I had been using flannel boards in my classroom to share stories, songs and games for quite a while before I started making actual felt sets for the kids to use.  For some reason with the sets I made for the kids, I had limited myself to scanning my story sets, printing them out on card stock, laminating them, and attaching Velcro.  

I guess it was probably quicker and easier that way--but those sets were quite limited in that the pieces couldn't be layered, and the kids didn't get to experience the feel of felt, or the problem solving that happens when felt snags slightly on a dry finger, or needs to be pressed a little more firmly to stay on the board...

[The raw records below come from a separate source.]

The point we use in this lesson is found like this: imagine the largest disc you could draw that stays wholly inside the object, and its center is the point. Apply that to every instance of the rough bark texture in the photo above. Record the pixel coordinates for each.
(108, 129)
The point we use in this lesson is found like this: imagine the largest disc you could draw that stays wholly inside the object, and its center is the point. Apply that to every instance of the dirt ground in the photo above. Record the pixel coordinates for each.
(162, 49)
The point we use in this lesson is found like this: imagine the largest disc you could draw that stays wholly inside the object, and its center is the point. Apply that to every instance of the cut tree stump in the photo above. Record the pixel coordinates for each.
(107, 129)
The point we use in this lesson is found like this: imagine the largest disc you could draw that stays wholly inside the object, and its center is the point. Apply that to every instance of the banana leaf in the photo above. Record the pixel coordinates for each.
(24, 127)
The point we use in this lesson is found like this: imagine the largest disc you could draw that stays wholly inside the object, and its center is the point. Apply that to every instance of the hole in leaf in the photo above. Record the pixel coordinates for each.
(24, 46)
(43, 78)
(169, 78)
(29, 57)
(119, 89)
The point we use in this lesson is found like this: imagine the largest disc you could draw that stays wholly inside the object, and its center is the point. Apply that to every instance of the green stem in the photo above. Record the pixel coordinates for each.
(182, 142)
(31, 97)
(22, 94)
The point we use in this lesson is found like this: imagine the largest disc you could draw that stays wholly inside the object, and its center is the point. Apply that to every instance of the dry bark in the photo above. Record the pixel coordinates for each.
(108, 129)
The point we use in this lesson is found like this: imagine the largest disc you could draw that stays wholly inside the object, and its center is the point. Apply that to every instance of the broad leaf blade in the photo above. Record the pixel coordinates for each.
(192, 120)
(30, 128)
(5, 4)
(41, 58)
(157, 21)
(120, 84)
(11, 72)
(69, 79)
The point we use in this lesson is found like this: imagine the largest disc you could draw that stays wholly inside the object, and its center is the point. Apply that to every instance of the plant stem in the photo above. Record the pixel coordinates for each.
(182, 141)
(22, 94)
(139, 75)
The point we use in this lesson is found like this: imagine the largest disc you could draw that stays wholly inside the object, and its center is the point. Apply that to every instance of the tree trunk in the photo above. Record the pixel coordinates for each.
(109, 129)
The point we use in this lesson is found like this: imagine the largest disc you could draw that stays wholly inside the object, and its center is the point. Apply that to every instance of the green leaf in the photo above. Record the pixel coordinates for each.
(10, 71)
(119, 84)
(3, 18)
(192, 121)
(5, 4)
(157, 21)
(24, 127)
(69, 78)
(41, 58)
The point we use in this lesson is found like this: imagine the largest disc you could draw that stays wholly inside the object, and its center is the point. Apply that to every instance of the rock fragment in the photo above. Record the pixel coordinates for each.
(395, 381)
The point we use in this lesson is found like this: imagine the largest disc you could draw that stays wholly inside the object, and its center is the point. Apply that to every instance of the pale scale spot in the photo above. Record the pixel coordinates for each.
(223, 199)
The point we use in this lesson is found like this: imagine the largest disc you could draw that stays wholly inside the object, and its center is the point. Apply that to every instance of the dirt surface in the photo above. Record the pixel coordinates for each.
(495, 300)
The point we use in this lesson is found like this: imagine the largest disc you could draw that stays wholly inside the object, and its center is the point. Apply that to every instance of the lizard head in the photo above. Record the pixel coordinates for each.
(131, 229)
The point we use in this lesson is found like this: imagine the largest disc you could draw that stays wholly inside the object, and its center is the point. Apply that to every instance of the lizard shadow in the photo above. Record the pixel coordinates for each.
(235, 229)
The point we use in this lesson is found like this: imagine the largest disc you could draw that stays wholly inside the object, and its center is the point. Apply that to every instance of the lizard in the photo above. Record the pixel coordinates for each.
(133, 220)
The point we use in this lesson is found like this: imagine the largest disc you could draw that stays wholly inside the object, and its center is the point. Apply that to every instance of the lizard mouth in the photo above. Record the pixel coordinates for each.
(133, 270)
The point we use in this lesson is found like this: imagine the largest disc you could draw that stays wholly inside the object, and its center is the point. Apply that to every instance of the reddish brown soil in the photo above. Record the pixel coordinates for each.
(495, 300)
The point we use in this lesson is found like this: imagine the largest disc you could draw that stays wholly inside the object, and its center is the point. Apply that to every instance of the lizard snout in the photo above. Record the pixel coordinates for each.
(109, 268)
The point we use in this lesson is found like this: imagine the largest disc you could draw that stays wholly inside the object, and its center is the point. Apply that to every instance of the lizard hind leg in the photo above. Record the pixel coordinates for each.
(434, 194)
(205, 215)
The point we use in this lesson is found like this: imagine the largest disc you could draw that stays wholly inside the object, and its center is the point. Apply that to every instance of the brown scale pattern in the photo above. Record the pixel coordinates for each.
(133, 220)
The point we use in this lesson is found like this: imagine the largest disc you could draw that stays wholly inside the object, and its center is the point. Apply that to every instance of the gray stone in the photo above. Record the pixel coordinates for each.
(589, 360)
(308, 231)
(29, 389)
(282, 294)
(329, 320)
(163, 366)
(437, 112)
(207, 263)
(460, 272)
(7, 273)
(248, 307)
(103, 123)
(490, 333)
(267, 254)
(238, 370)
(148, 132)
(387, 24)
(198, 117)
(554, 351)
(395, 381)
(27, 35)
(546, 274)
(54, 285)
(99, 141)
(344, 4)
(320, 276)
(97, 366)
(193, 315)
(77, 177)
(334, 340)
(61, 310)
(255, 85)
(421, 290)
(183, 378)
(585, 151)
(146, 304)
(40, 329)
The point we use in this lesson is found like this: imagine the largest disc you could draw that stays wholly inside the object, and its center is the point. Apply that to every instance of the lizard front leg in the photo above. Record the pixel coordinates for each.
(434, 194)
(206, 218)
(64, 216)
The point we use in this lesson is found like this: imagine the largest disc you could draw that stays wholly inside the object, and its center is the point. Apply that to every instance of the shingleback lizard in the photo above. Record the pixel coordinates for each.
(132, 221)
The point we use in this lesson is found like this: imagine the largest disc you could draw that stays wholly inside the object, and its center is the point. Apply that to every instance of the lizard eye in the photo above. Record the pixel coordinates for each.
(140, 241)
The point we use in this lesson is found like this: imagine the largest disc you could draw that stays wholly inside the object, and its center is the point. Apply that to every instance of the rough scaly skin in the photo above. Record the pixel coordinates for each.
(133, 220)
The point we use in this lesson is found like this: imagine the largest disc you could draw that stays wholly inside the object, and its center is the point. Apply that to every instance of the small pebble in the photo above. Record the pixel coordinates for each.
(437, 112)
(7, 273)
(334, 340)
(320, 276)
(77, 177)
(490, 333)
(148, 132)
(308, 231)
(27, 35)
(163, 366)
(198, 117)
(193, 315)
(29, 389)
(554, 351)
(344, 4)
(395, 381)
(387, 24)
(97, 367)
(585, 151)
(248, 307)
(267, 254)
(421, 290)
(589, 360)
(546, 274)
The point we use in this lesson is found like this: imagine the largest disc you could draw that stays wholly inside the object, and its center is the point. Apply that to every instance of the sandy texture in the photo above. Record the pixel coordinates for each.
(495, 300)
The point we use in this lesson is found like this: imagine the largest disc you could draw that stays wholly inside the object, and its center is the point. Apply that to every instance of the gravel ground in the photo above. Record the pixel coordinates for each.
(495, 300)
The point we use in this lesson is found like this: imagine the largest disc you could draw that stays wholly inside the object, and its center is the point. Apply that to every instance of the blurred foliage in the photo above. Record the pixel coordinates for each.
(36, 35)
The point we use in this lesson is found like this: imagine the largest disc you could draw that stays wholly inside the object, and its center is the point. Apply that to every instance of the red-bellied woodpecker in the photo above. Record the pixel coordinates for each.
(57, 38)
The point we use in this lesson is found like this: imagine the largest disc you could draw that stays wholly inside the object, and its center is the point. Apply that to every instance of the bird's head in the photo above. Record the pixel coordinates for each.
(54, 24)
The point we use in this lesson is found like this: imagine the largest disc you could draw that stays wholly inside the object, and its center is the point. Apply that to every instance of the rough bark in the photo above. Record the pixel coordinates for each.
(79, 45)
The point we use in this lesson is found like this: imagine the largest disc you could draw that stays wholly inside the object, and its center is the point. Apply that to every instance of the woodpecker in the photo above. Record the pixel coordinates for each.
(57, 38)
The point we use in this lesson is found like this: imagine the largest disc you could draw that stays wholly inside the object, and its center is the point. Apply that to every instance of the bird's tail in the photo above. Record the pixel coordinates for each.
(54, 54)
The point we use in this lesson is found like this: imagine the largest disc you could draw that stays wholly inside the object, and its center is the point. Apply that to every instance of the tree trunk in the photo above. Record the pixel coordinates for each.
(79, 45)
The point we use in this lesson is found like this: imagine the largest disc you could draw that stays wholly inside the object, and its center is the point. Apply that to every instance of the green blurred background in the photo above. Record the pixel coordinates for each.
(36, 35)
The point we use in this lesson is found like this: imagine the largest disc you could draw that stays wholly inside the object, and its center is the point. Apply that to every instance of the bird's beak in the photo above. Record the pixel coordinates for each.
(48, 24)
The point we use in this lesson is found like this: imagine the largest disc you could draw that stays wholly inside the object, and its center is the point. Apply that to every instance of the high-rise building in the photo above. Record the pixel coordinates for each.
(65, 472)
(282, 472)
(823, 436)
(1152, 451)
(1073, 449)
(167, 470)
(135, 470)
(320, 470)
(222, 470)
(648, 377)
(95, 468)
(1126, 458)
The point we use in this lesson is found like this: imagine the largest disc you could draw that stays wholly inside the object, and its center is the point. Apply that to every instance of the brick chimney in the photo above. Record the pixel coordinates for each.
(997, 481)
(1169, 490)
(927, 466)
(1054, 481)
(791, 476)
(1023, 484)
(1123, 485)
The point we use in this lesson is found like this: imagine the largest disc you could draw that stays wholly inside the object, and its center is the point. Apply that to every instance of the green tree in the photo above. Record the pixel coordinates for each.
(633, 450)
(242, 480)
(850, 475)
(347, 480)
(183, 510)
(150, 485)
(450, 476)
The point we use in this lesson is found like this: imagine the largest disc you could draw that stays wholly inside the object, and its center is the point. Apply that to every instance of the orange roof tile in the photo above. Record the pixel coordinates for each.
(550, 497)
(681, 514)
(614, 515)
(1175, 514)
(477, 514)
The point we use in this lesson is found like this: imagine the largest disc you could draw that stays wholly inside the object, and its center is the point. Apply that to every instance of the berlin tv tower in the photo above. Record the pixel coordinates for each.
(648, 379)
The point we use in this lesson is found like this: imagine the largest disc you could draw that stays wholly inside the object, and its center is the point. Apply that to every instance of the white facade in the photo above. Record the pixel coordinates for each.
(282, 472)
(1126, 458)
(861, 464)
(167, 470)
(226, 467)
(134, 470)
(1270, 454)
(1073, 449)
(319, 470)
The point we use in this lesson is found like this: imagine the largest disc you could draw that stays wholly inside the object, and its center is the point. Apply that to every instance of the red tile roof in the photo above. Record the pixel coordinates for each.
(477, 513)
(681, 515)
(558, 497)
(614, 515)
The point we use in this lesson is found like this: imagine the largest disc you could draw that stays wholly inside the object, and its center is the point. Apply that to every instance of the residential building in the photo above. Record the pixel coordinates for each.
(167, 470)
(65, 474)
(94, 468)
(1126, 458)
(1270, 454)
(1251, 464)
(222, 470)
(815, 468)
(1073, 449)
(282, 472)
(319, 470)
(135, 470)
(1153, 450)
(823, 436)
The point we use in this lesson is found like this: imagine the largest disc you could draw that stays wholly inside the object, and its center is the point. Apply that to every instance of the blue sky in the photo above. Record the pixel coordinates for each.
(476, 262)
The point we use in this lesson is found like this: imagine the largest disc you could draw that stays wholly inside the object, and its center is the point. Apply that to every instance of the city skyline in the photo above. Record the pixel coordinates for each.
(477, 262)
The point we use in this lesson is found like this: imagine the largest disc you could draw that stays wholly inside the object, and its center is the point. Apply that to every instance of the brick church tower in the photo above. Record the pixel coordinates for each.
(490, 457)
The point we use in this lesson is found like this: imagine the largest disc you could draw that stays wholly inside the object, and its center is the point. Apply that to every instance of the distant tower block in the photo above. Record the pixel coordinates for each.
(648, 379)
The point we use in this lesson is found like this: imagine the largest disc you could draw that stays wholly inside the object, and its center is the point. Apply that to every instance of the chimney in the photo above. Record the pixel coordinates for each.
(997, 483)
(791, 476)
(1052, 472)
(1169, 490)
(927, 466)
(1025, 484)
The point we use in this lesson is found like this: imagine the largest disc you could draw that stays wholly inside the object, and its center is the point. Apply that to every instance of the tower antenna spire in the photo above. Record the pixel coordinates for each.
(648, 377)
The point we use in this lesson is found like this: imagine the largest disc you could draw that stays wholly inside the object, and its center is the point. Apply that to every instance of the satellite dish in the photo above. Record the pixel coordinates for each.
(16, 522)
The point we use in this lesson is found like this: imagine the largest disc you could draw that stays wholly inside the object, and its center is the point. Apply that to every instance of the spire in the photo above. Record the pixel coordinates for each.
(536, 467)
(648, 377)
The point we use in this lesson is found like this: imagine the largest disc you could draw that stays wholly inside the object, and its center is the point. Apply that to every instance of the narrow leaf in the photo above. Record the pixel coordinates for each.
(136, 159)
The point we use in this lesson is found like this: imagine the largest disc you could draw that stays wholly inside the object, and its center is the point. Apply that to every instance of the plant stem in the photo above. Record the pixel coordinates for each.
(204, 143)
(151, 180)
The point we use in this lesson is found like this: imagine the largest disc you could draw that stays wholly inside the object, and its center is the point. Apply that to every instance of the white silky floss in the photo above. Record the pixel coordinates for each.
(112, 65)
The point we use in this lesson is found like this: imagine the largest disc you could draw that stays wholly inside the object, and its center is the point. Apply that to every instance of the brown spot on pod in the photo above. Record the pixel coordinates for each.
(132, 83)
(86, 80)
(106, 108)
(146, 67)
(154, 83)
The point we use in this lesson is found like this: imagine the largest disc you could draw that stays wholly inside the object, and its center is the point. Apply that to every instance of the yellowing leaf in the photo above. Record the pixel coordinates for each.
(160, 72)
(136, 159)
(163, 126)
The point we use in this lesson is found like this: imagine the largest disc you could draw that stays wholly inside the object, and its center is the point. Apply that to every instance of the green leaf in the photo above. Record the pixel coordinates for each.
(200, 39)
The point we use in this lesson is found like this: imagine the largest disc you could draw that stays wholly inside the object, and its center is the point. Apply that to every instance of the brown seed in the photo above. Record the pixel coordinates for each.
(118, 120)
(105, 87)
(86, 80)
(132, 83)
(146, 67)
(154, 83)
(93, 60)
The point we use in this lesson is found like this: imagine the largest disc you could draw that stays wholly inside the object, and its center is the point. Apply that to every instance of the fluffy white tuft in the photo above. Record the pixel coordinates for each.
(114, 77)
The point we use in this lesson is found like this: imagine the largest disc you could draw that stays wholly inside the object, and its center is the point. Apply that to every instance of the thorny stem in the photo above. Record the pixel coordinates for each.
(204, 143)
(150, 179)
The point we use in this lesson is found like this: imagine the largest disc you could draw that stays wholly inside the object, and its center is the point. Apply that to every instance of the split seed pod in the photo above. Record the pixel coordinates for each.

But finally I realized the error of my ways, and began to make what I call DIY sets for the kids.  These sets are kind of amazing in all the skills they enhance--and all simply through play!  
Math skills like color sorting, shape naming, counting, one to one correspondence... 
Early literacy skills like vocabulary building and labeling happen naturally--and I include a list of awesome books to read as well as several rhymes and songs to use with the kids.  
Fine motor skills grow of course, as they pinch and grasp and place/remove/replace the pieces.  
And then there's creativity and imagination, as children decide whether to decorate a butterfly's wings with circles or tear drop shapes; to put 1 or 10 leaves on a flower stem; to turn a lady bug into the center of a flower...  

The ideas they come up with always make me realize just how limited my own imagination has become!

Do you use felt sets in the classroom, beyond the circle time stories and games you might have?  If not, I encourage it!  If you're crafty, felt is inexpensive and you can create all kinds of sets around a zillion different topics.